The effects of precipitants on co-precipitation synthesis of yttria-stabilized zirconia nanocrystalline powders

Abstract

Yttrium-stabilized zirconia (Y0.08Zr0.92O1.96, YSZ) nanocrystalline powders were prepared by co-precipitation methods. Different precipitants (ammonium hydroxide, ammonium bicarbonate, oxalic acid, and urea) were used to study the effects of precipitants on co-precipitation synthesis of YSZ nanocrystalline powders. Thermogravimetric analysis-differential scanning calorimetry, powder X-ray diffraction, Fourier-transform infrared, scanning electron microscope, energy-dispersive spectrometer, Brunauer–Emmett–Teller, Barrett–Joyner–Halenda, and X-ray photoelectron spectroscopy analysis methods were employed to investigate the thermal decompositions, phase evolutions, micro-morphologies, surface areas, and elements analysis of the synthesized YSZ precursor powders or nanoparticles. Although different precipitants were used, the calcined products at 600 °C have nearly identical chemical compositions. The crystallization temperature of the precursor powders to evolve to cubic phase is the lowest (about 400 °C) when ammonium hydroxide is used as a precipitant, while it is about 500 °C in the case of other three types of precipitants (ammonium bicarbonate, oxalic acid, and urea) that were used.

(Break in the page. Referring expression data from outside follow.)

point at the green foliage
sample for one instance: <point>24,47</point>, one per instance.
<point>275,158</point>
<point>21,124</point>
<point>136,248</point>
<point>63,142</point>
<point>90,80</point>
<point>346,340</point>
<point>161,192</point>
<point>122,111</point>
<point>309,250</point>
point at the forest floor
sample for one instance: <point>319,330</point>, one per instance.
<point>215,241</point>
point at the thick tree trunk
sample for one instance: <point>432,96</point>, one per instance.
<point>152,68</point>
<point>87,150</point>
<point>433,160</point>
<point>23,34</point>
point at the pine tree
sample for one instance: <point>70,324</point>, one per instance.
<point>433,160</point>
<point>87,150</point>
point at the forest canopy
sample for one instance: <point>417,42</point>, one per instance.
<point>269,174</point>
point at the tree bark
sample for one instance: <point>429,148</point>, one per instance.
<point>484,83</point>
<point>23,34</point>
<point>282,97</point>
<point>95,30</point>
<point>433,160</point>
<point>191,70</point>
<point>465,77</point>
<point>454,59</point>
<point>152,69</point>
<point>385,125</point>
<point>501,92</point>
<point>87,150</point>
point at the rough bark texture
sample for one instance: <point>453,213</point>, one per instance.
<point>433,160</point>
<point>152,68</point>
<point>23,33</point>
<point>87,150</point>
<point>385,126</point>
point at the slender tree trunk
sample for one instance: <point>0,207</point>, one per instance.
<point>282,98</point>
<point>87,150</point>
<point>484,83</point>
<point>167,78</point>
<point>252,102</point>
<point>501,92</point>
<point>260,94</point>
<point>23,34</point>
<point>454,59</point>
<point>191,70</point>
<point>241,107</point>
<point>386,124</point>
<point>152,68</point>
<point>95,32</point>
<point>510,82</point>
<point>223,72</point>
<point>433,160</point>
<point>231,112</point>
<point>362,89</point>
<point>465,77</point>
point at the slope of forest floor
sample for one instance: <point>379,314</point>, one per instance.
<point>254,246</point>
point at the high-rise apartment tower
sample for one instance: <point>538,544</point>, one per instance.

Ammonium bicarbonate cannot precipitate ZrO2+ effectively in the solution, resulting in the formation of cubic Y0.18Zr0.82O1.91 at 1000 °C. Despite the time-consuming co-precipitation process, urea was proved to be the optimal precipitant in terms of the fabrication of nanocrystalline YSZ powders with designed Y/Zr/O molar ratio, large surface area, small crystallite size, and well dispersion.